Cloud delivery benefits
The cloud delivery-based approach benefits providers with many points of presence. Gartner highlighted a number of advantages of this approach, such as:
- There are limited endpoint functions like routing and path selection, with the rest delivered as a service from the cloud.
- Due to the thinner stack, functions can be provided via software without requiring dedicated hardware.
- New endpoints such as pop-up stores can be added quickly.
- Since SASE favors cloud-based delivery, vendors can add new services to the stack faster.
- Common policies are shared by branch offices and individual devices. The policies are also more consistent and can be managed through a cloud-based console from one vendor.
- The overall infrastructure is simpler and less expensive for an organization to manage.
- Emerging latency-sensitive apps, such as the IoT edge to edge, can be supported even if the endpoints have minimal local resources.
- Malware, decryption, and management is performed within SASE, and organizations can scale up or down based on their needs.
Agility is the biggest benefit SASE brings
These advantages are all true, but Gartner missed the biggest advantage, and that’s increased agility to accelerate business velocity. SASE makes security intrinsic in the network and, if architected correctly, organizations should not have to hold up the rollout of new apps and services while the security implications are being figured out. Instead, with security being “baked in,” companies can be as aggressive as they want and know the environment is secure. Speed is the new currency of business, and SASE lets companies move faster.
SASE is identify driven instead of location driven
In addition to being cloud native, SASE is identity driven instead of location driven. An identity is attached to every person, application, service, or device within an organization. The convergence of networking and security allows an identity to follow a person or device wherever they need access and makes the experience seamless for the user.

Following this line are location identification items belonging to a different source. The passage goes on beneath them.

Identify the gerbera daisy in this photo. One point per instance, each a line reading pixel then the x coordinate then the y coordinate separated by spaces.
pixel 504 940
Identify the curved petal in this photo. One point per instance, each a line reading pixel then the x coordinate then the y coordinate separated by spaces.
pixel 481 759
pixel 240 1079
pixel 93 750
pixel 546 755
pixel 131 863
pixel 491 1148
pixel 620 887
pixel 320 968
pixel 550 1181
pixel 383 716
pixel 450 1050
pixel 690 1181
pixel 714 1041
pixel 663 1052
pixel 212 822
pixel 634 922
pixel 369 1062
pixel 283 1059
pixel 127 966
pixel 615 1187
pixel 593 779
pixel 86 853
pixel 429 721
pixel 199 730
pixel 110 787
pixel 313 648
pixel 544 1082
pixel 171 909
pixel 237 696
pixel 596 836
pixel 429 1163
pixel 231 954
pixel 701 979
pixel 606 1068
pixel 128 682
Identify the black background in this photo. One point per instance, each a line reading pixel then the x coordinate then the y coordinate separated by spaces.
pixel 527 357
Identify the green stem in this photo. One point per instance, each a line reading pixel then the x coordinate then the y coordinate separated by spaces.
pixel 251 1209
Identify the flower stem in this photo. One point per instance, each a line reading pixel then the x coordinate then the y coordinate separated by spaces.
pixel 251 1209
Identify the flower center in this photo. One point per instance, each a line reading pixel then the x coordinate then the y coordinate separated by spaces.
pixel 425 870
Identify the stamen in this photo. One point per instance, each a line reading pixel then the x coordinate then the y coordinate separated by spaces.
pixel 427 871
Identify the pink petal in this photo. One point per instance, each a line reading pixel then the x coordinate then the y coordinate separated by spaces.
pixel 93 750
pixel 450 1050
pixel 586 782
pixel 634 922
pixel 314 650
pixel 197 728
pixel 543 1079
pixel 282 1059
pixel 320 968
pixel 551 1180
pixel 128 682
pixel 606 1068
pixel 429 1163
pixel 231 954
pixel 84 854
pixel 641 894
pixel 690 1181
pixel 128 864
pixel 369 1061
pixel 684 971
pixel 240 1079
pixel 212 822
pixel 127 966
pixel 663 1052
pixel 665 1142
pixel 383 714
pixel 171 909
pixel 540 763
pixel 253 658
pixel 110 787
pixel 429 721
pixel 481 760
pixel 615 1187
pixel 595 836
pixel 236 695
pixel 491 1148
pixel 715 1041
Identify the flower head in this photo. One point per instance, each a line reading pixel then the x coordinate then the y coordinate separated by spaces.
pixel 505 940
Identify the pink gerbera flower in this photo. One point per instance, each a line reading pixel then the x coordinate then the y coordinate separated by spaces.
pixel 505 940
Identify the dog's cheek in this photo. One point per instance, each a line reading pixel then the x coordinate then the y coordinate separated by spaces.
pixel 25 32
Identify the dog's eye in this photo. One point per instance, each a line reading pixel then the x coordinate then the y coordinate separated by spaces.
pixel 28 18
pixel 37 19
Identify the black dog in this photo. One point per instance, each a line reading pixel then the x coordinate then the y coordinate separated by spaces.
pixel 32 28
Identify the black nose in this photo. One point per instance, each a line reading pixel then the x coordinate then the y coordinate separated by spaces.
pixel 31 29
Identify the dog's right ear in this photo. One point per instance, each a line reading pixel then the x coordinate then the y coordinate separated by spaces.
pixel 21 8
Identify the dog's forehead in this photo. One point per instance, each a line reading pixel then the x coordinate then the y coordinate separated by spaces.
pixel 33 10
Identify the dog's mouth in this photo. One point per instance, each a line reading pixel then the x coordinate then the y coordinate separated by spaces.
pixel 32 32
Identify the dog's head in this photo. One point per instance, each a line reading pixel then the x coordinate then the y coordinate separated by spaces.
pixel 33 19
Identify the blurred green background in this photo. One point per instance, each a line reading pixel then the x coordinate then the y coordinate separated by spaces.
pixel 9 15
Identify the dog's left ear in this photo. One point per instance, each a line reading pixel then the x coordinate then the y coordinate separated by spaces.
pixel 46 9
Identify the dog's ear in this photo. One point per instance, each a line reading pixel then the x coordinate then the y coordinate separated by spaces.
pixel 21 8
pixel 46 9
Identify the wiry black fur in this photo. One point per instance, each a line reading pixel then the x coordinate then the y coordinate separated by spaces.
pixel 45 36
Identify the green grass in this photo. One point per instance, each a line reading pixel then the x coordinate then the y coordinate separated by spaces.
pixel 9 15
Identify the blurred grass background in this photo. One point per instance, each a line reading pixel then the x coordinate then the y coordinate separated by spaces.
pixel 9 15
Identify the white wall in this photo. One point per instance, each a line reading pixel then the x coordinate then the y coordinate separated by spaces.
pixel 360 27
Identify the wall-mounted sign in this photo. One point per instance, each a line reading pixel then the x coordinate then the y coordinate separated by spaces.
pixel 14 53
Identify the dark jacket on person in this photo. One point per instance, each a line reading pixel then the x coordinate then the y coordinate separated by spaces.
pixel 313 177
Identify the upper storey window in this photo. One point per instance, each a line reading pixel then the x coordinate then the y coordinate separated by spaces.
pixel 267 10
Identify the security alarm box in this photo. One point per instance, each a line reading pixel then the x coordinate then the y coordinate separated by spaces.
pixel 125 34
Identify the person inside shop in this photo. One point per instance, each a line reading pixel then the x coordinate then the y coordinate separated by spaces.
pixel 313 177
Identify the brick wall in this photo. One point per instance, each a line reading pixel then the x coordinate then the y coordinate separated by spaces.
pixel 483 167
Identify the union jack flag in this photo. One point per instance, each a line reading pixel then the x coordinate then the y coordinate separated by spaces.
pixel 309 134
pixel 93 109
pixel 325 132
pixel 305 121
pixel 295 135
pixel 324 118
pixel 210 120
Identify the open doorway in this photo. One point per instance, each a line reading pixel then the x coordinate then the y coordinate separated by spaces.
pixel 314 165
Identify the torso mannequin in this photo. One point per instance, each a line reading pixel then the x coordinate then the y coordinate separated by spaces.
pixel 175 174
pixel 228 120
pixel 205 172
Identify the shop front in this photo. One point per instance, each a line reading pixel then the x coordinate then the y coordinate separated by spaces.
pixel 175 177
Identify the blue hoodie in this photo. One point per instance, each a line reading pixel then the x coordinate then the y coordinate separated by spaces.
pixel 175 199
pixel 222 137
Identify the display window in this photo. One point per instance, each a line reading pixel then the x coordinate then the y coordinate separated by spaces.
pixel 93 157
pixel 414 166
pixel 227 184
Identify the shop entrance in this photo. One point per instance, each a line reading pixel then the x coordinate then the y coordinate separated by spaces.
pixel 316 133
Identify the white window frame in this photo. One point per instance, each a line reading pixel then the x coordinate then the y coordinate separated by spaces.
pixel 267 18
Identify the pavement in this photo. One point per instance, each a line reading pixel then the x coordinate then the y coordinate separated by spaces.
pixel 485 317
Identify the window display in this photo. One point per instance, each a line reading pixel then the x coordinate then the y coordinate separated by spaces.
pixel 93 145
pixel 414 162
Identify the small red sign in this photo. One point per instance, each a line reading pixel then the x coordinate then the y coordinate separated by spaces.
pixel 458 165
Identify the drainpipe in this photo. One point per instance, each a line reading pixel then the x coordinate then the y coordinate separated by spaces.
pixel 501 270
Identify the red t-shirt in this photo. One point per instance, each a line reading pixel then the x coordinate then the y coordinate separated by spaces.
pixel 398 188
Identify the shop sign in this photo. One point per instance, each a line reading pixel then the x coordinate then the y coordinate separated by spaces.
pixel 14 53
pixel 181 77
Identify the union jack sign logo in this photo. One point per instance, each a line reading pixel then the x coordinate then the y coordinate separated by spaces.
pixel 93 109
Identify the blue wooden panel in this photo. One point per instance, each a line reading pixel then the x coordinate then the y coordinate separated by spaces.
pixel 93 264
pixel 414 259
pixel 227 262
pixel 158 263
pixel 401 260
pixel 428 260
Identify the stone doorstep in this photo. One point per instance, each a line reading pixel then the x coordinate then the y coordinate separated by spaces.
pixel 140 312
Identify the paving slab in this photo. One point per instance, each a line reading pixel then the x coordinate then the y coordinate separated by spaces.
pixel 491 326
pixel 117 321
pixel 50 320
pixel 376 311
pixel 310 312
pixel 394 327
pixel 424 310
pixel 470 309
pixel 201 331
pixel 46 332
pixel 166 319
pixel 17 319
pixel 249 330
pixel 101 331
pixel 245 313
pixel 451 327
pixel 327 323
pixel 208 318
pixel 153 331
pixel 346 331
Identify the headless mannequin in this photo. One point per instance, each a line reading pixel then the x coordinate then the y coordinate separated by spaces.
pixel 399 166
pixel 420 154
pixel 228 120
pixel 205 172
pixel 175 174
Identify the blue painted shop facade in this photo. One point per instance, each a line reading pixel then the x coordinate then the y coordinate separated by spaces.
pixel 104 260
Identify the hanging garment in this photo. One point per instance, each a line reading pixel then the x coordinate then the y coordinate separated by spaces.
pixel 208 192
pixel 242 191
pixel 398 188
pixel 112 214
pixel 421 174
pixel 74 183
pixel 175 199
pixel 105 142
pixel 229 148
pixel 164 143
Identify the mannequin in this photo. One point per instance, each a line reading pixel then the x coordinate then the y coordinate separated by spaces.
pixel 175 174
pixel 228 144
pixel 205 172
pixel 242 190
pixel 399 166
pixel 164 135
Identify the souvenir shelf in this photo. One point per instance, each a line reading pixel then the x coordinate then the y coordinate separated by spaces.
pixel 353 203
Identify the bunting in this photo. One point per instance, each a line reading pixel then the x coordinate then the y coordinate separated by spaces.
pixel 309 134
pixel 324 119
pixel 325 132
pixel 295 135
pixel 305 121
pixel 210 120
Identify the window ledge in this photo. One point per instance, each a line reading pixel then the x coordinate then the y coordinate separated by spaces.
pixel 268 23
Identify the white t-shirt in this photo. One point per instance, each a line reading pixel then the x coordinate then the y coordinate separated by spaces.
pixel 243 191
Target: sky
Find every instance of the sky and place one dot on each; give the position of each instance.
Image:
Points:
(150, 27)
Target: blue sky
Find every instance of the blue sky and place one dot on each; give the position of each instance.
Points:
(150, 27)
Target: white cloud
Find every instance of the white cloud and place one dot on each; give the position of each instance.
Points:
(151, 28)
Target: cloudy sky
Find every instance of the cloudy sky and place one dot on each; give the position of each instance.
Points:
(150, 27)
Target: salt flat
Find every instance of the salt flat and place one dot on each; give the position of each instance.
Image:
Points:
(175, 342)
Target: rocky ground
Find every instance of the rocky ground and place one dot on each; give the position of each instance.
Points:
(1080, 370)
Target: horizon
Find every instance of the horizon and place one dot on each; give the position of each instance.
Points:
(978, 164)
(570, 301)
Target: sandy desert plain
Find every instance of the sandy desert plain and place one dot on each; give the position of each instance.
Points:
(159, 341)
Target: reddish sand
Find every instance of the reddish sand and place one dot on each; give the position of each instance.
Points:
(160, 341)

Think of this scenario: An employee working remotely on an unmanaged laptop needs to connect to Salesforce, which is hosted on its own cloud. Traditionally, an administrator would go through many steps to authenticate a user and connect them to a virtual private network (VPN). But with a single identity, a remote employee could access Salesforce or any other app seamlessly, regardless of their device, location, or network.
SASE addresses new security demands networks face from a variety of sources. The core capabilities of SASE include multifactor authentication and access to applications and services controlled by firewall policies. Therefore, users can only access authorized applications without entering the general network. SASE can also detect sensitive data and stop it from leaving the network by applying specific data loss prevention rules.
In the report, Gartner does caution that some vendors will attempt to satisfy customers by combining separate products together or by acquiring appliance-based point products that are then hosted in the cloud, which is likely to result in higher latency and poor performance. This shouldn’t be a surprise as this is how legacy vendors have attacked new markets in the past. Industry people often refer to this as “sheet metal” integration, where a vendor essentially tosses a number of capabilities into a single appliance and makes it looks integrated – but it’s not. Buyers need to ensure the vendor is delivering an integrated, cloud-native set of services to be delivered on demand. Organizations can begin transitioning to SASE with a WAN makeover and by gradually retiring their legacy network security appliance.
Zeus Kerravala is the founder and principal analyst with ZK Research.